A Christian counsellor who was sacked after he refused to work with gay couples has been refused permission to appeal.
Gary McFarlane was dismissed from his employer Relate Avon when he declined to fully commit to providing psycho-sexual counselling to same-sex couples on the basis that they conflicted with his religious beliefs.
Last year, an employment appeal tribunal ruled the counsellor was dismissed fairly from his employer, and rejected his claim for discrimination on the grounds of religion.
Today, the Court of Appeal dismissed McFarlane’s application for appeal, and also turned down his request for a specialist panel of five judges with a ‘proven sensitivity and understanding of religious issues’ to be set up to hear his or other similar cases.
Rachel Dineley, employment partner and head of the diversity and discrimination unit at law firm Beachcroft, said: “This is a helpful judgment in getting to the heart of the issue.
“That is, the distinction to be drawn between how the law protects an individual’s right to hold and express a belief on the one hand, and the law’s protection of that belief’s substance or content.”

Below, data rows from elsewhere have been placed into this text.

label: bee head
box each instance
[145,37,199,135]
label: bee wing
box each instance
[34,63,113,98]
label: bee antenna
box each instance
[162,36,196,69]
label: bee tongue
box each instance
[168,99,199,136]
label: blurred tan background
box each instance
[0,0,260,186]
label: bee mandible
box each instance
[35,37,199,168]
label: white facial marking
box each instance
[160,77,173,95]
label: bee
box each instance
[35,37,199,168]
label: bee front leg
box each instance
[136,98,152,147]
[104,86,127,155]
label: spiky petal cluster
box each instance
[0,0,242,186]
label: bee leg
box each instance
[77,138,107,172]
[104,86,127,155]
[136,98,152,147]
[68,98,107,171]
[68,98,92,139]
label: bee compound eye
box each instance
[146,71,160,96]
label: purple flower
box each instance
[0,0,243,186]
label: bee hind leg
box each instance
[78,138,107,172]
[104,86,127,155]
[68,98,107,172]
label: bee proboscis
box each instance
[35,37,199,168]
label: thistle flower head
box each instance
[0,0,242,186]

Audrey Williams, head of discrimination at law firm Eversheds, said the case exemplified the difficult and emotive question of how religious beliefs and freedoms which conflict with the interests of others, particularly where those interests also enjoy legal protections, should be dealt with.
“To many, it seems as if recent legal decisions favour the rights of homosexuals, for example, over the right to express the Christian faith, and this is what they want to challenge,” she said.
“A specialist panel would undoubtedly have a greater understanding of religious issues. However, this would surely have been the thin end of the wedge and would have been followed by many more requests if this application had been granted. It could have changed the approach for our court system and would have required the judges to be experts in their own right.”